I had, and signified the fact, holding up the pouch inquiringly.
"All right, I'll come down. Ride on, and I'll jine ye on the slide."
"The slide!" Here was a new geographical discovery as odd as the second
trail. I had ridden over the trail a dozen times, and seen no
communication between the ledge and trail. Nevertheless, I went on a
hundred yards or so, when there was a sharp crackling in the underbrush,
a shower of stones on the trail, and my friend plunged through the
bushes to my side, down a grade that I should scarcely have dared to
lead my horse. There was no doubt he was an accomplished rider,--
another fact to be noted.
As he ranged beside me, I found I was not mistaken as to his size; he
was quite under the medium height, and but for a pair of cold, gray eyes,
was rather commonplace in feature.
"You've got a good horse there," I suggested.
He was filling his pipe from my pouch, but looked up a little surprised,
and said, "Of course." He then puffed away with the nervous eagerness of
a man long deprived of that sedative. Finally, between the puffs, he asked
me whence I came.
I replied, "From Lagrange."
He looked at me a few moments curiously, but on my adding that I had
only halted there for a few hours, he said: "I thought I knew every man
between Lagrange and Indian Spring, but somehow I sorter disremember
your face and your name."
Not particularly caring that he should remember either, I replied half
laughingly, that, as I lived the other side of Indian Spring, it was quite
natural. He took the rebuff, if such it was, so quietly that as an act of
mere perfunctory politeness I asked him where he came from.
"Lagrange."
"And you are going to--"
"Well! that depends pretty much on how things pan out, and whether I
can make the riffle." He let his hand rest quite unconsciously on the
leathern holster of his dragoon revolver, yet with a strong suggestion to
me of his ability "to make the riffle" if he wanted to, and added: "But just
now I was reck'nin' on taking a little pasear with you."
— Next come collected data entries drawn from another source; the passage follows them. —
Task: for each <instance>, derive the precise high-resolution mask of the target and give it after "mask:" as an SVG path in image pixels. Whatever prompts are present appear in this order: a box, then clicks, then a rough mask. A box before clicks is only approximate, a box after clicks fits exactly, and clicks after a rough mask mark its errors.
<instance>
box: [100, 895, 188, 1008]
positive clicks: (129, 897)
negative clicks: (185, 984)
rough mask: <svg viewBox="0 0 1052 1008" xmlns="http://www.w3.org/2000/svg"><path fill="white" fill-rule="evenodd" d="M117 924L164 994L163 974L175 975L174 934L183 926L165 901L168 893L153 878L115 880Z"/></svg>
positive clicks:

There was nothing offensive in his speech save its familiarity, and the
reflection, perhaps, that whether I objected or not, he was quite able to
do as he said. I only replied that if our pasear was prolonged beyond
Heavytree Hill, I should have to borrow his beast. To my surprise he
replied quietly, "That's so," adding that the horse was at my disposal
when he wasn't using it, and HALF of it when he was. "Dick has carried
double many a time before this," he continued, "and kin do it again; when
your mustang gives out I'll give you a lift and room to spare."
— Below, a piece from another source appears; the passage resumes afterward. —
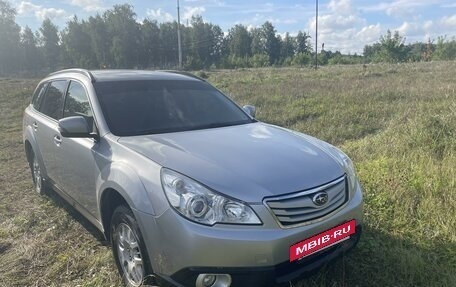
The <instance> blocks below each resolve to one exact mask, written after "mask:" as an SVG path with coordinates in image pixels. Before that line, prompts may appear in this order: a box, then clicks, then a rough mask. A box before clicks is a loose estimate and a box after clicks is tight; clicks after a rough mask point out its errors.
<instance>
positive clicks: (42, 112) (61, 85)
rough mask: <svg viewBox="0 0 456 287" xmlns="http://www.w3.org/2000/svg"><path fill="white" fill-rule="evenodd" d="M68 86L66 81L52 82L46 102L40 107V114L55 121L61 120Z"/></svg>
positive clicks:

I could not help smiling at the idea of appearing before the boys at Red
Gulch en croupe with the stranger; but neither could I help being oddly
affected by the suggestion that his horse had done double duty before.
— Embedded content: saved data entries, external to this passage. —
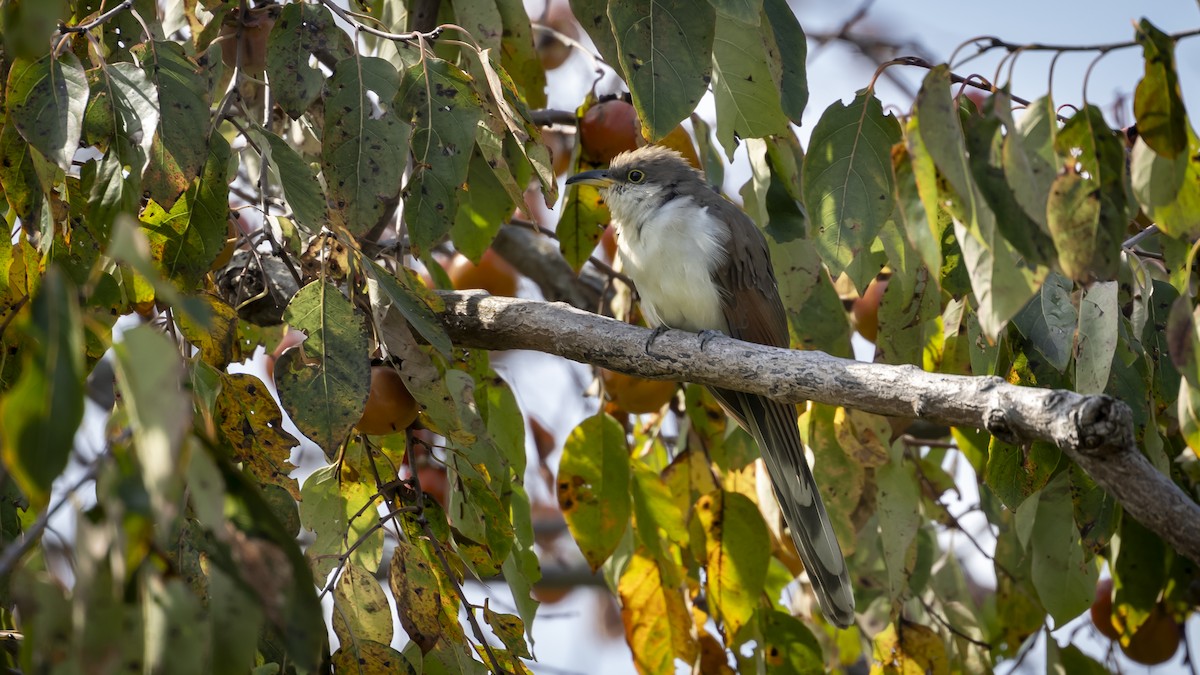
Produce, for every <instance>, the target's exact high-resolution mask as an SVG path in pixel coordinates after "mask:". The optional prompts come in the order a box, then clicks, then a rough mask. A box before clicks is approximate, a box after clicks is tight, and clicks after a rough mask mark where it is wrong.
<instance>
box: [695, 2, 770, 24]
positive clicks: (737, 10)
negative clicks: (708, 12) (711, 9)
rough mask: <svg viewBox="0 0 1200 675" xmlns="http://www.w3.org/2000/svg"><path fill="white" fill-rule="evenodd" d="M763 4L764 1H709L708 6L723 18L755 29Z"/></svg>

"On what occasion, and why?" was a question I kept to myself. We were
ascending the long, rocky flank of the divide; the narrowness of the trail
obliged us to proceed slowly, and in file, so that there was little chance for
conversation, had he been disposed to satisfy my curiosity.
We toiled on in silence, the buckeye giving way to chimisal, the westering
sun, reflected again from the blank walls beside us, blinding our eyes with
its glare. The pines in the canyon below were olive gulfs of heat, over
which a hawk here and there drifted lazily, or, rising to our level, cast a
weird and gigantic shadow of slowly moving wings on the mountain side.
The superiority of the stranger's horse led him often far in advance, and
made me hope that he might forget me entirely, or push on, growing
weary of waiting. But regularly he would halt by a bowlder, or reappear
from some chimisal, where he had patiently halted. I was beginning to
hate him mildly, when at one of those reappearances he drew up to my
side, and asked me how I liked Dickens!
Had he asked my opinion of Huxley or Darwin, I could not have been
more astonished. Thinking it were possible that he referred to some local
celebrity of Lagrange, I said, hesitatingly:--
"You mean--"
"Charles Dickens. Of course you've read him? Which of his books do you
like best?"
I replied with considerable embarrassment that I liked them all,--as I
certainly did.
He grasped my hand for a moment with a fervor quite unlike his usual
phlegm, and said, "That's me, old man. Dickens ain't no slouch. You can
count on him pretty much all the time."